Un vent glacial soufflait sur Paris et pénétrait mon coeur.
Cet homme fier, aux cheveux noirs qui m’était destiné,
Faisait frémir mon corps , d’angoisse et de terreur...

Il était dur et brutal ... j’étais si mal aimé
Prête à tout supporter : les enfants, et le pire.
Un soir dans un salon, ton regard m’a croisé,
Je tremblais comme une feuille devant toi, Sire.

Lahorie, cher ami, sensible amoureux et sincère
Tu posas pour la vie, tes yeux bleus d’outremer
Sur moi : petite, humble Sophie qui était déjà mère
Prête à t’aimer pourtant, d’un feu défiant l’enfer...

Souvent mon mari s’absentait, militaire de métier
En Corse, en Italie pour des années entières ;
Armé par le gouvernement dont il était le pilier ;
Toi, mon amant, tu n’avais pour arme : que la prière !

En février mil huit cent deux, je mis au monde :
Petit Victor, le fruit de nos amours profondes
Le général Hugo accepta que tu fus le parrain
Ce qui renforça encore plus, nos doux liens.

Il fallait te cacher, tu étais poursuivit, tes amis arrêtés.
Ma vie devient un grand souci ... mon amour menacé.
Une joie : la jeune tête de Victor blonde et bouclée,
Mon enfant aux yeux bleus de son père tant aimé ...

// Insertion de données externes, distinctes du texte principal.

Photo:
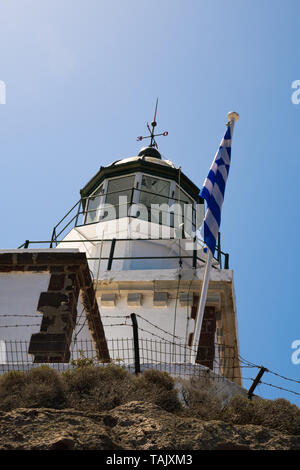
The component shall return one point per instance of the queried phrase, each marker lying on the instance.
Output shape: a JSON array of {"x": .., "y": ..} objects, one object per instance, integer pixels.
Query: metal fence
[{"x": 153, "y": 354}]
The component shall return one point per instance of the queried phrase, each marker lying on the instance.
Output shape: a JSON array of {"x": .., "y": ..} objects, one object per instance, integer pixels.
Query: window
[
  {"x": 93, "y": 204},
  {"x": 154, "y": 191},
  {"x": 116, "y": 188},
  {"x": 184, "y": 210}
]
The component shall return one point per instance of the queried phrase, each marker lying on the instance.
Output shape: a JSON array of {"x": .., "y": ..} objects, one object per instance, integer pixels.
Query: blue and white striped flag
[{"x": 213, "y": 191}]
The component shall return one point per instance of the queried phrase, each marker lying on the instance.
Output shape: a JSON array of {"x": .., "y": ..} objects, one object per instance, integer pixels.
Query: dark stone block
[
  {"x": 51, "y": 299},
  {"x": 6, "y": 258},
  {"x": 41, "y": 344},
  {"x": 24, "y": 259},
  {"x": 57, "y": 282}
]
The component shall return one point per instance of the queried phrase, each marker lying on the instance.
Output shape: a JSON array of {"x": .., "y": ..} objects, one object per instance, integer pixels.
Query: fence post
[
  {"x": 136, "y": 343},
  {"x": 256, "y": 382},
  {"x": 111, "y": 254},
  {"x": 226, "y": 261},
  {"x": 195, "y": 254}
]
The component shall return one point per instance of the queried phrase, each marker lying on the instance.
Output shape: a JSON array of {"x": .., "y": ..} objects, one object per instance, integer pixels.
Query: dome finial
[{"x": 152, "y": 135}]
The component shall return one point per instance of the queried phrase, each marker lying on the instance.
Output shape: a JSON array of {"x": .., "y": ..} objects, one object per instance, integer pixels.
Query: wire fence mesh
[{"x": 153, "y": 354}]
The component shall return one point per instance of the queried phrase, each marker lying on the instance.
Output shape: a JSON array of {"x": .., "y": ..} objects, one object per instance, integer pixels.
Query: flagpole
[{"x": 232, "y": 117}]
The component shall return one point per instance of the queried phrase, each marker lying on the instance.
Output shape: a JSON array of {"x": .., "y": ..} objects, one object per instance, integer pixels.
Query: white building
[{"x": 136, "y": 222}]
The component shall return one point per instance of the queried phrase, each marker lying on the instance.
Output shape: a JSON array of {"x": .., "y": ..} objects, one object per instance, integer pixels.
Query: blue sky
[{"x": 81, "y": 81}]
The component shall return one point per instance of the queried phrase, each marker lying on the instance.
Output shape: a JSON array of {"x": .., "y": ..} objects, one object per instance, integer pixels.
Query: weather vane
[{"x": 152, "y": 135}]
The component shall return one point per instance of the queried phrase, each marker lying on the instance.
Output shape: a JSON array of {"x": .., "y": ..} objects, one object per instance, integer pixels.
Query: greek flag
[{"x": 213, "y": 191}]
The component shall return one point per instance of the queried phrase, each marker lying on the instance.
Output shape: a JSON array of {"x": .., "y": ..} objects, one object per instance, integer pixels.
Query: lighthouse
[
  {"x": 125, "y": 267},
  {"x": 137, "y": 221}
]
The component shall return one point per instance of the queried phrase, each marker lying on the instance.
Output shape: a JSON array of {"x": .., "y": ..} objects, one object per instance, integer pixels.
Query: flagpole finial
[{"x": 233, "y": 116}]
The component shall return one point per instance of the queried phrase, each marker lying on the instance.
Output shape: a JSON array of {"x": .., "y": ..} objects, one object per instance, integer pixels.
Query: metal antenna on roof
[{"x": 151, "y": 131}]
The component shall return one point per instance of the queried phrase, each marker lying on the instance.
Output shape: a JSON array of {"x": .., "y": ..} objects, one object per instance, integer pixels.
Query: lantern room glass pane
[
  {"x": 155, "y": 191},
  {"x": 93, "y": 204},
  {"x": 116, "y": 188}
]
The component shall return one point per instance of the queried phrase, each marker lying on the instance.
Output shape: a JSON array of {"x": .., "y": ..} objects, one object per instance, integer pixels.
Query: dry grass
[{"x": 87, "y": 387}]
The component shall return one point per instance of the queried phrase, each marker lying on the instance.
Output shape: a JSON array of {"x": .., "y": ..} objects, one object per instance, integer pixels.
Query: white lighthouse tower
[{"x": 137, "y": 222}]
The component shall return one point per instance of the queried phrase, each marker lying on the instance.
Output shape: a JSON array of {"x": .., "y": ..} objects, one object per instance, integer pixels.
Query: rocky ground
[{"x": 136, "y": 425}]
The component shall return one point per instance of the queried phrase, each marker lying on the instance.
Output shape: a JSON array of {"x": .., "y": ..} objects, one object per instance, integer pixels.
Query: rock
[
  {"x": 62, "y": 443},
  {"x": 135, "y": 425}
]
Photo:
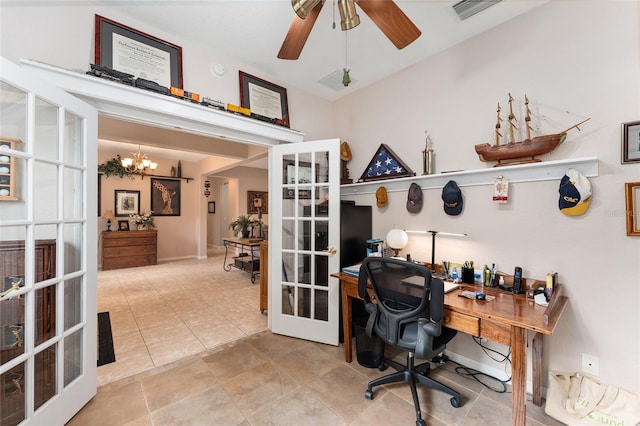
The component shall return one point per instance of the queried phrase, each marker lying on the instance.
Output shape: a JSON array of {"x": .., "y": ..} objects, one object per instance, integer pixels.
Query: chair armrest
[{"x": 427, "y": 330}]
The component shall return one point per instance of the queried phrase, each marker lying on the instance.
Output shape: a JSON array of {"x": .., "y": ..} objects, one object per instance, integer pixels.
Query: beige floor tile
[
  {"x": 212, "y": 337},
  {"x": 389, "y": 409},
  {"x": 342, "y": 390},
  {"x": 258, "y": 387},
  {"x": 193, "y": 349},
  {"x": 127, "y": 342},
  {"x": 167, "y": 351},
  {"x": 235, "y": 360},
  {"x": 212, "y": 406},
  {"x": 175, "y": 384},
  {"x": 299, "y": 408},
  {"x": 113, "y": 406},
  {"x": 127, "y": 364}
]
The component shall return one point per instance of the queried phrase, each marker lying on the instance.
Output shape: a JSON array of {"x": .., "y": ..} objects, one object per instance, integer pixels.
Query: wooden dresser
[{"x": 127, "y": 249}]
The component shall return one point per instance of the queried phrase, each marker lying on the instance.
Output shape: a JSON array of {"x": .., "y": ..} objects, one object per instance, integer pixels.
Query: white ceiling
[{"x": 253, "y": 31}]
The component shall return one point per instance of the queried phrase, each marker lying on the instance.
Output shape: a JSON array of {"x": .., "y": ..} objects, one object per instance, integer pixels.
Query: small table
[{"x": 248, "y": 258}]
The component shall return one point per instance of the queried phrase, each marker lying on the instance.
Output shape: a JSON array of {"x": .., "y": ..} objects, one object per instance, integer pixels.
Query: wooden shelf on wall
[
  {"x": 532, "y": 172},
  {"x": 160, "y": 176},
  {"x": 166, "y": 177}
]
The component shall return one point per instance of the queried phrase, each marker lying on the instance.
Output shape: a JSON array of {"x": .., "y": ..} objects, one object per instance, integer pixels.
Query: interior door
[
  {"x": 304, "y": 233},
  {"x": 48, "y": 265}
]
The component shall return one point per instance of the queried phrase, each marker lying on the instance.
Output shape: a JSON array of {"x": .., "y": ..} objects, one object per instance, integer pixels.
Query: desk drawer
[
  {"x": 495, "y": 331},
  {"x": 461, "y": 322}
]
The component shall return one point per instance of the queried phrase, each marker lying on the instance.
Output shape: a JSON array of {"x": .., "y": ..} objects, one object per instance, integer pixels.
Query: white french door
[
  {"x": 48, "y": 234},
  {"x": 304, "y": 236}
]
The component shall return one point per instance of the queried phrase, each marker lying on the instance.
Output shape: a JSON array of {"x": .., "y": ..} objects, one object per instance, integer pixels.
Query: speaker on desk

Tu as vécu prés de nous une dizaine d’année
Veillant les premiers pas, l’instruction de ton fils
Pour lui nous étions prêts à tous les sacrifices...
L’échec... le coup d’état...tu fus arrêté... fusillé !

Ceci sonna le glas de mon unique amour...
Je voyais en Victor ton sourire, ton humour,
La finesse de tes traits, l’intelligence, l’esprit,
En lui, j’ai puisé mes dernières forces de vie ...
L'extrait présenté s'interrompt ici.